His silence is thick as I flick my lighter flame on.

“Where are you?” he asked slowly.

“I don’t know, some gas station some where. I ran into Petra and we decided to take a drive. We just stopped for snacks so I doubt very much that we’re done yet.” I know how I sound.

“We were supposed to have our date tonight. Right now, in fact,” Tommy said to me.

“I know,” I answered. Not sadly, not angrily, not regretful. No emotion.

“And you left with Petra,” he asked. “Why?”

“I had to get out of town Tommy, just for a little while,” I told him as honestly as I could. Why did I have to get out of town? Would he ask me that, and would I answer as truthfully?

“Jamie, what is going on?” he asked me. I could hear Petra’s footsteps crossing the gravel behind me.

“It’s nothing. I’ll be home later, and I’ll stop by and we will talk. Listen I have to go.”

“No, no Jamie please,” he said. “What’s happened?

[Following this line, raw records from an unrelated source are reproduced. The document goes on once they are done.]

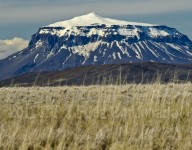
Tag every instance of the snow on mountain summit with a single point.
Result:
(92, 18)
(90, 40)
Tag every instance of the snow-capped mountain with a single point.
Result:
(94, 40)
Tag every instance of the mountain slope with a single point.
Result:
(94, 40)
(106, 74)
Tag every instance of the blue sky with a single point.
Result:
(22, 18)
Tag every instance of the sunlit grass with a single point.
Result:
(116, 117)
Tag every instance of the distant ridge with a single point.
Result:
(91, 40)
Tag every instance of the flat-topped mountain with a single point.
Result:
(93, 40)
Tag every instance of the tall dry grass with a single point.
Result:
(154, 116)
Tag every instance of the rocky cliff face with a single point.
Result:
(81, 42)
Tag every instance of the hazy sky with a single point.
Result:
(22, 18)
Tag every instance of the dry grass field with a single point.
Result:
(124, 117)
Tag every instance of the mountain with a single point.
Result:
(144, 73)
(93, 40)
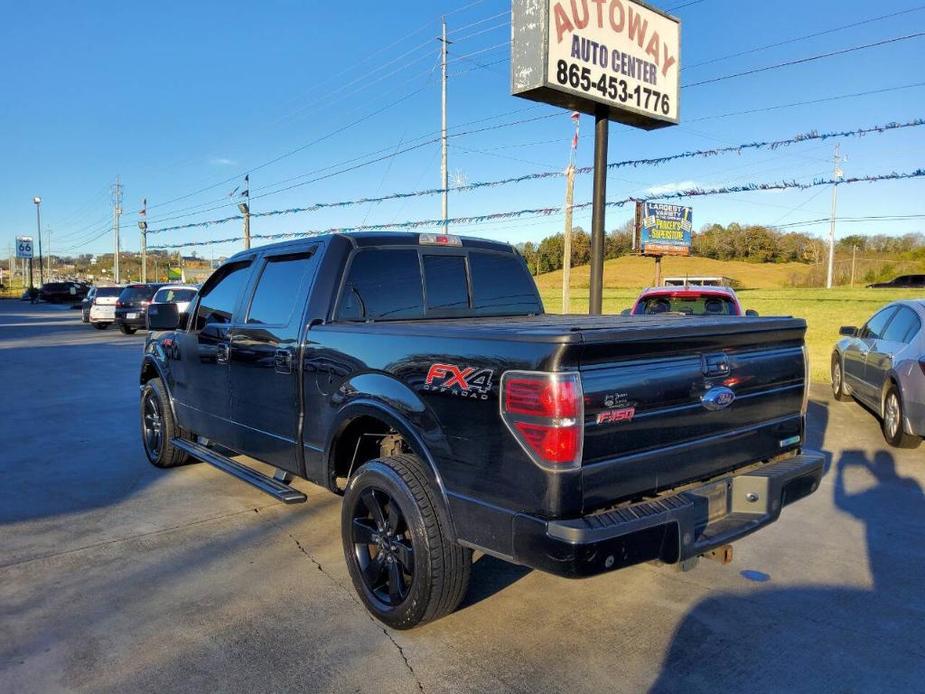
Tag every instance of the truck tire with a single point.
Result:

Why did you leave town?”

“Tommy I can’t talk about it right now, not here in this phone booth,” I told him finally. “I will call you later.”

I hung the phone back up before I could hear another word from his end of the line. I put my face in my hands, careful to keep my burning ember out of my hair.

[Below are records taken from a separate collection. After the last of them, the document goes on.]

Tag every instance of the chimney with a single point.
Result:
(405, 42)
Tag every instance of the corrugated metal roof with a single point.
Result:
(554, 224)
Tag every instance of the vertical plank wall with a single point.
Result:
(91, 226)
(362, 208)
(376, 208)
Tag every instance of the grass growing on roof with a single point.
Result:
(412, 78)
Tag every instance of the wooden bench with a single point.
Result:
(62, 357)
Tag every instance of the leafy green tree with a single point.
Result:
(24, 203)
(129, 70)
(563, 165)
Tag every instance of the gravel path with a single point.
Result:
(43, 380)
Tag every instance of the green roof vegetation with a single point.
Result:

“You okay babe?” Petra asked.

“I feel like squishing his head like an orange, but I don’t know what to say to him,” I told her as I turned away from the booth. We started back toward the car. “Can we get an orange? I’ll tear it to pieces and send it to him and then that will explain everything.”

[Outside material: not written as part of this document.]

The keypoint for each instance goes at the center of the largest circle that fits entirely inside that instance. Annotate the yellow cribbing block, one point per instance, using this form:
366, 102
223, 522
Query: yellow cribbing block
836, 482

“While I am willing to debate with you the sense in putting an orange in an envelope, how about we talk about something else right now instead?”

“Something else like what?” I asked as I rubbed the ember out of my cigarette on the bottom of my shoe. I stuck the butt in my hip pocket. I looked around at the unfamiliar bit of country road where we had stopped to refill the gas tank.

“The beautiful gas station attendant who was willing to sell us cigarettes has given me directions to the hottest dance club in the city about 15 miles from here. If we get back on the road we can get there before the stores close. We’ll get a snazzy new outfit and then we’ll go dancing,” Petra peeled the cellophane off of the illegally purchased cigarettes and pulled one out. “How does that sound?” she asked as she lit one cigarette then placed it between my lips.

“I think I could use some dancing,” I agreed easily. Mindless jumping around and sweating seemed just the thing to get two idiot boys out of my mind. Tonight was to be all about Petra and Jamie, two girls with nothing on their minds but dancing.